Tuesday, October 31, 2017

Patient Patience or Participating Patient

Most people see their doctor and do exactly what they are told to do.  They walk away after a five-minute consultation with a prescription and then they follow the doctor's orders.  These patients leave their health and their lives in the doctor’s hands, when in fact he has hundreds of 5-minute patients.  This kind of behaviour from a patient is fine if you have bronchitis, the flu or a migraine headache or any other minor ailment that requires no thought or relationship between the doctor and patient.
I am not one of those patients.  I am a participating patient and discuss the treatment, the appropriateness of it, the side effects and the long-term prognosis.  I have had to become a participating patient because I have a rare disease that is diagnosed only once in every ten million people.  Expecting a doctor to know about my condition is asking the impossible so I do the research, I listen to my body, I suggest the treatment regime and I take control of my own body and my own health.  I will never leave a doctor to treat me according to his limited knowledge of PID, SID or the rare kind of leukaemia I have. If I had done that, I would have been dead long ago.
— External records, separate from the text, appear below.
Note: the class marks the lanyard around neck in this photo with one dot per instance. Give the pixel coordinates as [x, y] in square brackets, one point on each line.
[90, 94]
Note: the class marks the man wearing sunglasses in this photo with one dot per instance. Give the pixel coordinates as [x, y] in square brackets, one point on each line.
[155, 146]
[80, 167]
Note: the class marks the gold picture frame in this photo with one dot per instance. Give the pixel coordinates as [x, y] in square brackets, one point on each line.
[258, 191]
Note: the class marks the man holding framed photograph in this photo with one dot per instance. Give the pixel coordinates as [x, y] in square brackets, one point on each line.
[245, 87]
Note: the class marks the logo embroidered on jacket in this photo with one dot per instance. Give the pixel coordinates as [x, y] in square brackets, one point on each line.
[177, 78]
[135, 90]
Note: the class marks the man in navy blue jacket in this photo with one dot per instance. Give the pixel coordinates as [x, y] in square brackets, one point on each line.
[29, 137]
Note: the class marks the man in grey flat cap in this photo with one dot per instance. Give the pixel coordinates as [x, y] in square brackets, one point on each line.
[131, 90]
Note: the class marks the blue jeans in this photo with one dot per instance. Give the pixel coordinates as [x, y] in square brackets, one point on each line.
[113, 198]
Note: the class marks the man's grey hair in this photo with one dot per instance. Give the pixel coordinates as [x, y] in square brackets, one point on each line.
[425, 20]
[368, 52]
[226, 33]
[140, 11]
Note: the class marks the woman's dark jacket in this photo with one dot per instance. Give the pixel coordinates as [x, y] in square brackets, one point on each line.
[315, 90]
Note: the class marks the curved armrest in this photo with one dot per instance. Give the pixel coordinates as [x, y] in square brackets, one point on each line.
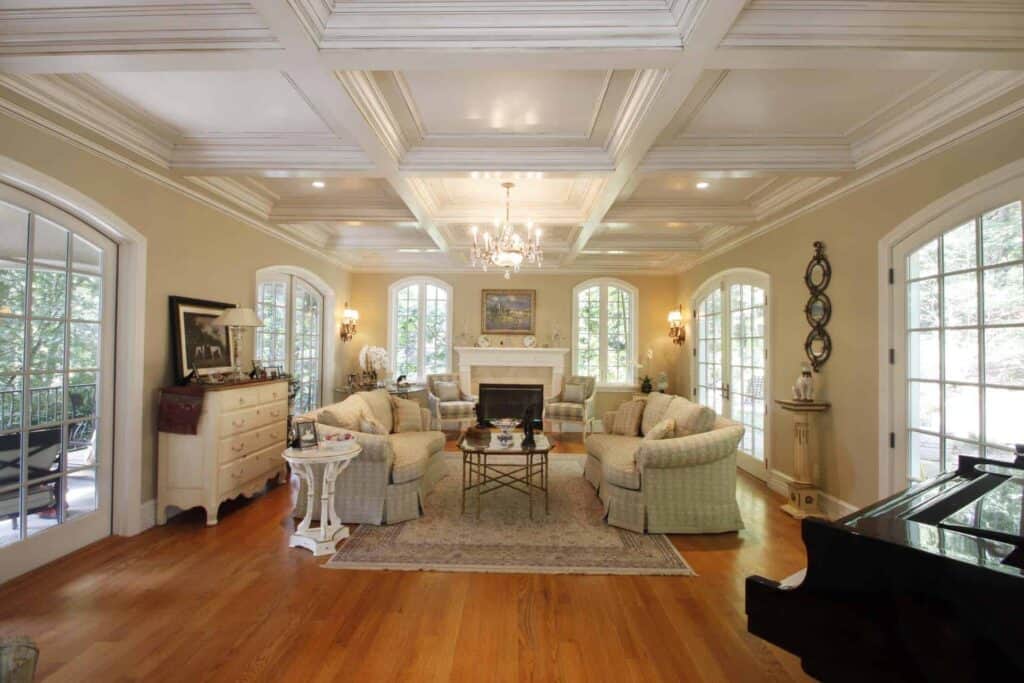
[689, 451]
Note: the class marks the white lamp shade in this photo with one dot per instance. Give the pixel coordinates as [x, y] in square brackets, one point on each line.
[238, 317]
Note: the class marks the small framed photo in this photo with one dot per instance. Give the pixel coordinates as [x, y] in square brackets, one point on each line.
[306, 435]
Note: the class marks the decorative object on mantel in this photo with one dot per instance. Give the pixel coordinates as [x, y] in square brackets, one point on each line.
[349, 323]
[677, 331]
[804, 388]
[508, 311]
[506, 249]
[373, 360]
[818, 308]
[237, 319]
[804, 496]
[200, 346]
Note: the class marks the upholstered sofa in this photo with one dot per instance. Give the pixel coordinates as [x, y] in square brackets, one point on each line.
[681, 484]
[399, 464]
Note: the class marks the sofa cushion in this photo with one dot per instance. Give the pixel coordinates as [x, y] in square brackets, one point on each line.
[345, 415]
[379, 401]
[628, 418]
[448, 391]
[690, 418]
[452, 410]
[572, 393]
[653, 412]
[563, 411]
[407, 415]
[664, 429]
[412, 454]
[617, 457]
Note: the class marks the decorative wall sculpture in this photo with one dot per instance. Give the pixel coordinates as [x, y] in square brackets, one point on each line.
[818, 308]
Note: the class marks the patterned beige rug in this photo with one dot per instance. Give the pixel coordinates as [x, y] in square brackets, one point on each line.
[572, 539]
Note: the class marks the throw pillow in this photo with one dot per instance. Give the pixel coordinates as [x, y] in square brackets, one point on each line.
[628, 418]
[664, 429]
[657, 402]
[572, 393]
[448, 390]
[690, 418]
[407, 415]
[369, 425]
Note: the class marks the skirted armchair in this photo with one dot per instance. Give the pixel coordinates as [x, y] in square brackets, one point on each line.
[459, 407]
[562, 409]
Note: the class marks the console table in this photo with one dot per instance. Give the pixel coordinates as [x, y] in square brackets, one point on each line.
[804, 496]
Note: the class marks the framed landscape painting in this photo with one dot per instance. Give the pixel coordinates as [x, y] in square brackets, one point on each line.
[508, 311]
[198, 344]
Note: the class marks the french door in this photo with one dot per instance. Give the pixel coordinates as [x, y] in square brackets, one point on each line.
[731, 355]
[56, 383]
[958, 343]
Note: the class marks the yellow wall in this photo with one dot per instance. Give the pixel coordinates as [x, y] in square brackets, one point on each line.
[851, 228]
[554, 307]
[193, 250]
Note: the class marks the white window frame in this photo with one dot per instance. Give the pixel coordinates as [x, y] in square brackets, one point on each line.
[603, 284]
[392, 330]
[286, 273]
[999, 187]
[722, 280]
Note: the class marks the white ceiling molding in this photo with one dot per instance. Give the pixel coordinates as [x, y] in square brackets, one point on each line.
[276, 152]
[747, 154]
[118, 27]
[77, 98]
[877, 24]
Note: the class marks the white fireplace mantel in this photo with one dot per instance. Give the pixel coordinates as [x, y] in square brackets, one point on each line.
[505, 356]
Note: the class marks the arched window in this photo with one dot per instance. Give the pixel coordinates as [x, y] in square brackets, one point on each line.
[604, 335]
[292, 308]
[731, 364]
[420, 327]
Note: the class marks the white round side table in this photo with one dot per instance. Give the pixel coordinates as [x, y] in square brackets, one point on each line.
[335, 457]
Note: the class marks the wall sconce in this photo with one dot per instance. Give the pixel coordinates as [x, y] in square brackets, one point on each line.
[677, 331]
[349, 321]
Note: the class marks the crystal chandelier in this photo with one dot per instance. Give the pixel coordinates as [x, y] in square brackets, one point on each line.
[507, 250]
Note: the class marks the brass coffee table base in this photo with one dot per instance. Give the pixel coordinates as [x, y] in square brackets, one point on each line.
[485, 469]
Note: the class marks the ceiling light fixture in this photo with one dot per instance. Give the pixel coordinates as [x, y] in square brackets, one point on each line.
[506, 250]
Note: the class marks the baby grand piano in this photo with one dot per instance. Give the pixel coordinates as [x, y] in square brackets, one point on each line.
[925, 586]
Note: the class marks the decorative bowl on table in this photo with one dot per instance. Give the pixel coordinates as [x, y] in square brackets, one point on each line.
[505, 427]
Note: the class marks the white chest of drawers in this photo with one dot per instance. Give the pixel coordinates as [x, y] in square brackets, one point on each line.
[237, 449]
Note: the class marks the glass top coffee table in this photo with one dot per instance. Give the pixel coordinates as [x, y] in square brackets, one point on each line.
[489, 464]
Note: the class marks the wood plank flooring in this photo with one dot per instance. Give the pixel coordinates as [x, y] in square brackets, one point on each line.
[232, 602]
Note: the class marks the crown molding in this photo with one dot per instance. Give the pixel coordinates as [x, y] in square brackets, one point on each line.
[313, 152]
[957, 98]
[367, 95]
[939, 25]
[776, 155]
[83, 101]
[642, 92]
[120, 27]
[438, 160]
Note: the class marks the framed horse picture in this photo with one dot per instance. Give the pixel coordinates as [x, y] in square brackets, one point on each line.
[199, 345]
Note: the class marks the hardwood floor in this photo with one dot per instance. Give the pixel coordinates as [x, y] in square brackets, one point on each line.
[232, 602]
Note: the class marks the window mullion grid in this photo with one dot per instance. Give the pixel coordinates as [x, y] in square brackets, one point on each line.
[26, 382]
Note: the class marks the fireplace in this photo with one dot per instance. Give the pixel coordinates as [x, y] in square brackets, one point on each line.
[510, 400]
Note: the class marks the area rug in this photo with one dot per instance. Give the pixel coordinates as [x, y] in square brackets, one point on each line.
[571, 539]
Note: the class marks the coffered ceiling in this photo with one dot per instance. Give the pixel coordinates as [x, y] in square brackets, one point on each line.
[642, 135]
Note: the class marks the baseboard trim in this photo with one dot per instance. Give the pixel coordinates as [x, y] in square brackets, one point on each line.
[834, 507]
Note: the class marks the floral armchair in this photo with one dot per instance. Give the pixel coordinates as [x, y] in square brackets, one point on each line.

I do the research.  I belong to a USA research group run by specialists via the internet by inserting my blood results into their database, they answer any questions and also discuss alternative treatments.   I, not the doctor, make the decisions on how I am going to stay alive for as long as possible with the least amount of discomfort.  Strangely enough, doctors actually sit back and listen to me and give me what I need because I am so much more well-informed than they are.  However, not every doctor would be willing to accommodate a participating patient because it dents their egos and makes them feel inadequate.  It is imperative to find a doctor who will have the humility to know that he does not know it all and who is prepared to have a relationship with you – a doctor who has a vested interest in you as a person and not in the money you are paying to see him.